Bethwel Yegon

Personal information
- Born: 5 January 1993 (age 33) Kenya

Sport
- Sport: Athletics

Medal record
Marathon
World Marathon Majors
Representing Kenya
| Silver medal – second place | 2021 Berlin | Marathon |

= Bethwel Yegon =

Kenyan marathon runner

Bethwel Yegon (born 5 January 1993) is a Kenyan marathon runner, who came second at the 2021 Berlin Marathon.

==Career==
In 2018, Yegon came fourth at the Kaptagat Forest Half Marathon race. In 2019, he came second in the 10 kilometre Stadsloop Appingedam race, finishing behind countryman Shadrack Koech. Later in the year, he finished eighth at the 2019 Berlin Marathon in a time of 2:08:35. It was his marathon debut.
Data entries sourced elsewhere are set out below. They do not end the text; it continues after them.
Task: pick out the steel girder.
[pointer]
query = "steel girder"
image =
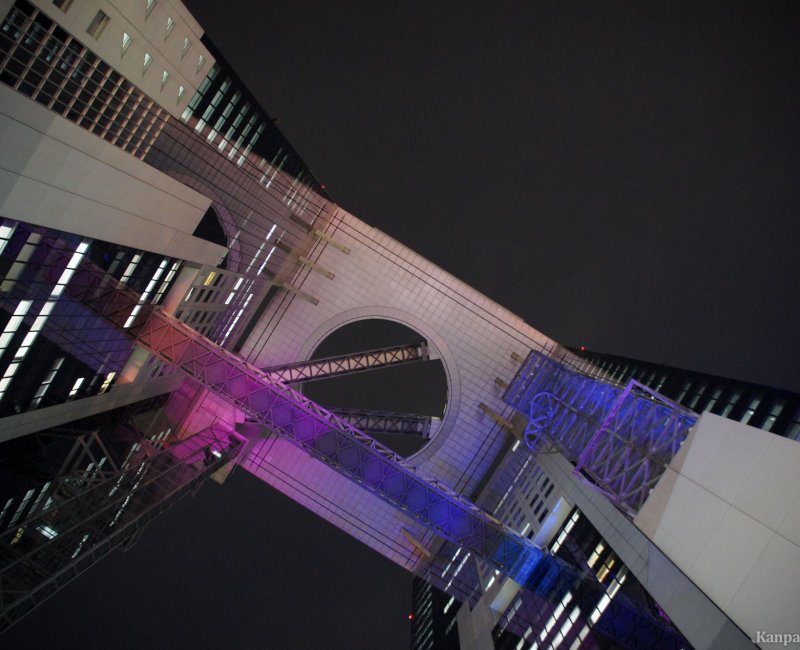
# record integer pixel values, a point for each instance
(348, 363)
(88, 514)
(622, 439)
(386, 422)
(319, 432)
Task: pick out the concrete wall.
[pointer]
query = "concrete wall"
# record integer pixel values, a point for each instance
(54, 173)
(473, 336)
(148, 34)
(727, 513)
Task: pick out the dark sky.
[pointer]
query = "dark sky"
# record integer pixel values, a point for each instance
(622, 175)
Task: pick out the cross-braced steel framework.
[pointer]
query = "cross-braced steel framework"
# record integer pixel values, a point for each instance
(620, 438)
(319, 432)
(386, 422)
(347, 364)
(88, 512)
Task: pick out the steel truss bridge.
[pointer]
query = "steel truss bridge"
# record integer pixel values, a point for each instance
(597, 425)
(620, 438)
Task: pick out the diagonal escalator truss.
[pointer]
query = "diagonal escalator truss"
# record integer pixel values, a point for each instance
(323, 435)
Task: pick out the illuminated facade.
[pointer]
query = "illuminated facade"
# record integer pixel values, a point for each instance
(170, 266)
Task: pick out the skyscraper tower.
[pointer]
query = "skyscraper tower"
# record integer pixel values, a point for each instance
(170, 268)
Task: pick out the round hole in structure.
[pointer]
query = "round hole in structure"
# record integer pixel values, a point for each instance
(398, 405)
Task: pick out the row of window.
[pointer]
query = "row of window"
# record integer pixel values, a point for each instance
(759, 406)
(41, 60)
(100, 21)
(51, 348)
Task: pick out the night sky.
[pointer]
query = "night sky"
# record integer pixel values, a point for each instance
(622, 175)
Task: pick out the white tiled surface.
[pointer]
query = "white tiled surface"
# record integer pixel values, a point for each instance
(473, 336)
(58, 175)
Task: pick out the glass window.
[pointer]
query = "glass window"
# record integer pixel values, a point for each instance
(97, 25)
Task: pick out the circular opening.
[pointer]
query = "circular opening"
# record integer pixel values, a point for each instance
(417, 388)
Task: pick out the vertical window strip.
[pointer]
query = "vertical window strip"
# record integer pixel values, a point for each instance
(42, 391)
(13, 324)
(147, 292)
(130, 268)
(6, 233)
(21, 262)
(43, 315)
(164, 285)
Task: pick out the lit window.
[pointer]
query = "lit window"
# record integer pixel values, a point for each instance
(126, 42)
(97, 25)
(21, 262)
(107, 382)
(46, 383)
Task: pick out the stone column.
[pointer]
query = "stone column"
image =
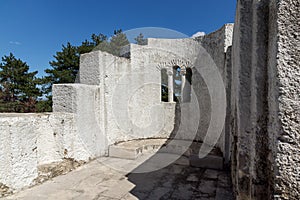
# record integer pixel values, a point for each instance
(170, 84)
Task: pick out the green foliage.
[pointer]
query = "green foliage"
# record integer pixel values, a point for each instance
(140, 40)
(19, 88)
(117, 41)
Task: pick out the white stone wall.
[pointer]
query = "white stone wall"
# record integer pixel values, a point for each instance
(30, 140)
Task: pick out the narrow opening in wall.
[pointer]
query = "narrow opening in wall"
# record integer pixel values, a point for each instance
(164, 85)
(187, 85)
(177, 82)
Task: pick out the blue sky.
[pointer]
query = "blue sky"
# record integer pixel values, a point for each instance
(33, 30)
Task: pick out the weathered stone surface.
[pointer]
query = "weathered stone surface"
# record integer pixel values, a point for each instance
(210, 161)
(96, 180)
(265, 90)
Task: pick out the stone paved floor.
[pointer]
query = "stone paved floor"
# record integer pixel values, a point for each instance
(99, 180)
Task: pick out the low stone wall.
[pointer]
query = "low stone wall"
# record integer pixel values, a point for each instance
(29, 141)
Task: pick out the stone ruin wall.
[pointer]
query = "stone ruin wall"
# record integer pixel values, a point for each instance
(265, 105)
(261, 74)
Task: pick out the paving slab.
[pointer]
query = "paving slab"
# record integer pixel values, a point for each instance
(100, 180)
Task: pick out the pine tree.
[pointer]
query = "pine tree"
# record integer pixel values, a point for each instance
(117, 41)
(19, 91)
(65, 67)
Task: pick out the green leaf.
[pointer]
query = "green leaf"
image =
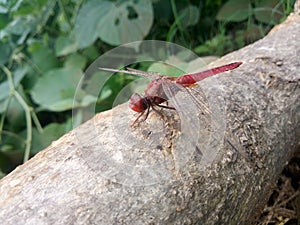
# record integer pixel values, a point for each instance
(189, 16)
(235, 11)
(65, 45)
(76, 60)
(43, 57)
(6, 51)
(4, 86)
(268, 11)
(55, 90)
(114, 24)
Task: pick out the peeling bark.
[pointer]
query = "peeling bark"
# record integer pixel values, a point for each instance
(82, 178)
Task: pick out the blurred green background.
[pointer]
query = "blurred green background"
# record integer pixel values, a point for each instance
(46, 45)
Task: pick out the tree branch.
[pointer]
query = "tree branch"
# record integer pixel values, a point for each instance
(105, 172)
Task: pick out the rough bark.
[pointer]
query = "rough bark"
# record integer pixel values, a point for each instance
(89, 176)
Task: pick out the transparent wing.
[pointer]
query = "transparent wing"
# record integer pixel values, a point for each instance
(200, 126)
(132, 72)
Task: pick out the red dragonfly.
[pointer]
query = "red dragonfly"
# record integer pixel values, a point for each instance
(155, 93)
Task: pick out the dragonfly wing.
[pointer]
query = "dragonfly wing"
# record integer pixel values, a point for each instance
(132, 72)
(200, 126)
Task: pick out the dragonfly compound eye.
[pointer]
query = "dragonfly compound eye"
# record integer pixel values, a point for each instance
(138, 103)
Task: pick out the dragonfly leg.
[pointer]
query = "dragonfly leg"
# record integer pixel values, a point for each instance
(165, 106)
(139, 116)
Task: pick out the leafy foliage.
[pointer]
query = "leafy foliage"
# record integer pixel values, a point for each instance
(46, 45)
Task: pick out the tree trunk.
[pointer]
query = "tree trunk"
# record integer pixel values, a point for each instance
(106, 172)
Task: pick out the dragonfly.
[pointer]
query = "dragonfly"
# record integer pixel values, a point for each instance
(155, 93)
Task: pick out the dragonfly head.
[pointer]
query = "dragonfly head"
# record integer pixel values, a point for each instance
(138, 103)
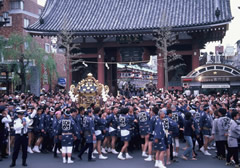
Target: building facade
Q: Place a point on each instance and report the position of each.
(213, 78)
(122, 31)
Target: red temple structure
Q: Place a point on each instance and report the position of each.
(123, 31)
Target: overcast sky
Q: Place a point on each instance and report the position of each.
(232, 35)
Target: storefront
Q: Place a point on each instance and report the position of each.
(213, 78)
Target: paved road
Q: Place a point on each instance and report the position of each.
(47, 161)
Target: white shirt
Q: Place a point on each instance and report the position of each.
(7, 120)
(18, 124)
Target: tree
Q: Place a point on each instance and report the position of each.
(24, 52)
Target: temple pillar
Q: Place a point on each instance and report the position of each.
(101, 65)
(195, 56)
(160, 68)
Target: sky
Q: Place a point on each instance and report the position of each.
(232, 35)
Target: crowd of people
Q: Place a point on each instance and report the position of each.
(153, 122)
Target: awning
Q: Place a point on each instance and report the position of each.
(216, 86)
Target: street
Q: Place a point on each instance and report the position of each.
(47, 161)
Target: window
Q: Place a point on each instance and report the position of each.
(26, 23)
(47, 47)
(10, 22)
(16, 4)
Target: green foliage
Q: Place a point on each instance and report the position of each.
(24, 52)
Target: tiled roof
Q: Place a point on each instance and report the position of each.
(98, 16)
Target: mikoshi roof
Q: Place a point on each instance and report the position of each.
(118, 16)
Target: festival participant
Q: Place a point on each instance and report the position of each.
(21, 137)
(188, 131)
(57, 142)
(206, 126)
(176, 117)
(5, 119)
(222, 127)
(68, 132)
(233, 136)
(144, 128)
(89, 135)
(77, 121)
(50, 131)
(30, 129)
(215, 133)
(106, 147)
(153, 116)
(38, 129)
(172, 130)
(113, 124)
(99, 127)
(125, 119)
(159, 140)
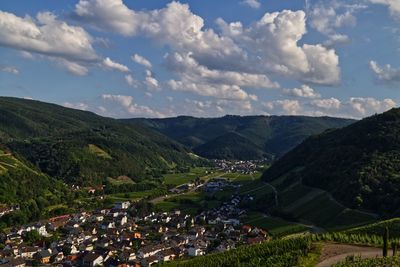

Yegon was one of four Kenyans that competed at the 2021 Berlin Marathon, the other three being Festus Talam, Michael Njenga and Benard Kimeli. He finished second in a time of 2:06.14, ahead of third-placed Ethiopian Kenenisa Bekele, who had been the favourite to win. He was the highest finishing Kenyan in the race. At the race's half distance, Yegon had been 82 seconds behind the leading group. He caught up to 17 seconds behind after 35 km of the race, before overtaking Bekele.